May cause Early-Installment Weirdness. Also see Vocal Evolution, Costume Evolution, Special Effects Evolution, and Early Installment Character-Design Difference.
- Anime & Manga
- Comic Books
- Comic Strips
- Fan Works
- Live-Action TV
- Puppet Shows
- Tabletop Games
- Video Games
- Web Animation
- Web Original
- Western Animation
- Anton Thomas, cartographer of North America: Portrait of a Continent, found that his art has evolved significantly on that one project alone (which had taken a few years by that point) that the older parts of the map needed re-doing. Since it was partially done in pen, he had to use an X-Acto knife as an eraser. As his website's "Before" and "After" Pictures show, his outlines became softer and smoother, his coloring grew more vibrant, and certain details were re-drawn for greater accuracy.
- Season 2 of Hello Jadoo has more color, backgrounds and shadows but doesn't change much in character design, except the change from Four-Fingered Hands to regular five fingered ones.
- The simple Flash animation in Pleasant Goat and Big Big Wolf has improved significantly over the years. Starting with The Little Detective, the characters have smaller horns, smaller noses, bigger eyes, and smoother lines. They are also more expressive.
- In Japan, the artwork for the characters used to be cruder and had black outlines. Beginning in 2004, the artwork looked better, but had blue outlines and several older characters who originally had black body parts had said parts recolored to match the new blue.

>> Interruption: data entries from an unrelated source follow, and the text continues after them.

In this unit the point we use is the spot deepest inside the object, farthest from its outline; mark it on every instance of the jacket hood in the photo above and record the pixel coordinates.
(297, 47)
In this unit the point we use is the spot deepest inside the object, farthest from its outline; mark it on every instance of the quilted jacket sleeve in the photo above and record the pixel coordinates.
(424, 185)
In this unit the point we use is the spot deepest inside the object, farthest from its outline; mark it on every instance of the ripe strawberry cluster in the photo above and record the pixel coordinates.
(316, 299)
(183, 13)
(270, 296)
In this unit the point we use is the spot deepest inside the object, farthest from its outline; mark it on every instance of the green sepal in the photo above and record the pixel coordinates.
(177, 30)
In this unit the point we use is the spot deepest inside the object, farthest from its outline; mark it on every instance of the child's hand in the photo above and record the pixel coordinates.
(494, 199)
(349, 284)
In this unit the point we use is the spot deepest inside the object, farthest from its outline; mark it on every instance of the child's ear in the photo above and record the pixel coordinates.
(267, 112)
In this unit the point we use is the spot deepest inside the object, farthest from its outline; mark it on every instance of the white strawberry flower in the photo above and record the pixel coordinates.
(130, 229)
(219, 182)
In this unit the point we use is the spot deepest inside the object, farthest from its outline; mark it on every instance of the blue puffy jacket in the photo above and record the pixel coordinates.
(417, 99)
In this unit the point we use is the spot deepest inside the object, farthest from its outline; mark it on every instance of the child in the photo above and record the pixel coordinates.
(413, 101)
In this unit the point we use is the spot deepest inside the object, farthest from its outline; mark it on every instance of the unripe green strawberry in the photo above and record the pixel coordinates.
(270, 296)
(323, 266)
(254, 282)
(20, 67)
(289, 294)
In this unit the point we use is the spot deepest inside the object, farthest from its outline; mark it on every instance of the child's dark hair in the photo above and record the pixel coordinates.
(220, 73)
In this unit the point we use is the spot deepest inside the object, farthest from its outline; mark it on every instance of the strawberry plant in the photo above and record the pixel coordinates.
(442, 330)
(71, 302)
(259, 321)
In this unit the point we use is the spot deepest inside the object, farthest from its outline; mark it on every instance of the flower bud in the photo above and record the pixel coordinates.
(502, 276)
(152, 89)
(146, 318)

- In the USA, the artwork looked even cruder than the original Japanese artwork, looking like it was colored in by a preschooler. In 2004, they later received the 2004 Japanese style, but later switched to the anime designs with the Tamagotchi Friends.
- Ace Attorney:
- The series started out with a comparatively realistic style that made most characters look plausably Japanesenote , but characters gradually gained more Mukokuseki and modern anime features. It's extremely noticeable in the original trilogy, due to the tendency to reuse sprites from the first game. By the 4th game, the new sprites look so much more impressive that the old characters appear to be downright ugly standing next to them. Maya suffered from it the most, to the point that she's almost unrecognizable as herself with her new pose, "just exorcised and exhausted", added to her sprite repertoire in the 3rd game. Also, in her maid spriteset, the differences between the shading on her body (old) and on her clothes (new) are painfully obvious. Problems like this are avoided starting with Ace Attorney Investigations, which had all sprites redrawn from scratch, even those of old characters.

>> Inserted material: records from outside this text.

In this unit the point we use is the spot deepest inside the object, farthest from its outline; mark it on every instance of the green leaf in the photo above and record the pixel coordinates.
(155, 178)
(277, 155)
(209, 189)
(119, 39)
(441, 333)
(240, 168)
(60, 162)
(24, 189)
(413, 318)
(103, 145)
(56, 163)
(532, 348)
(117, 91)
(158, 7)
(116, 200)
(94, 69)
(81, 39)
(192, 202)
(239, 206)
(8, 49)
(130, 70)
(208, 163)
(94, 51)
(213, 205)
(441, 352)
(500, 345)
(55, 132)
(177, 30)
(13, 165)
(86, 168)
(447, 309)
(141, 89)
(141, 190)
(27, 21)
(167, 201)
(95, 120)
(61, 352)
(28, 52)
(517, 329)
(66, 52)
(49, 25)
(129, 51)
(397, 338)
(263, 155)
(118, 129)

- In Dual Destinies, the series made the jump to cel-shaded 3D models instead of sprites and added fully animated and voiced cutscenes produced by Studio BONES. Some returning characters have had their designs changed slightly, such as Phoenix gaining a waistcoat and a strand of Idiot Hair. Despite this, the animations of the returning characters mimic the animations of their old sprites, and the new characters are animated in a way that resembles sprite animation.
- The characters in Melody appear more realistic in the later chapters than in the earlier ones, especially Amy and Sophia.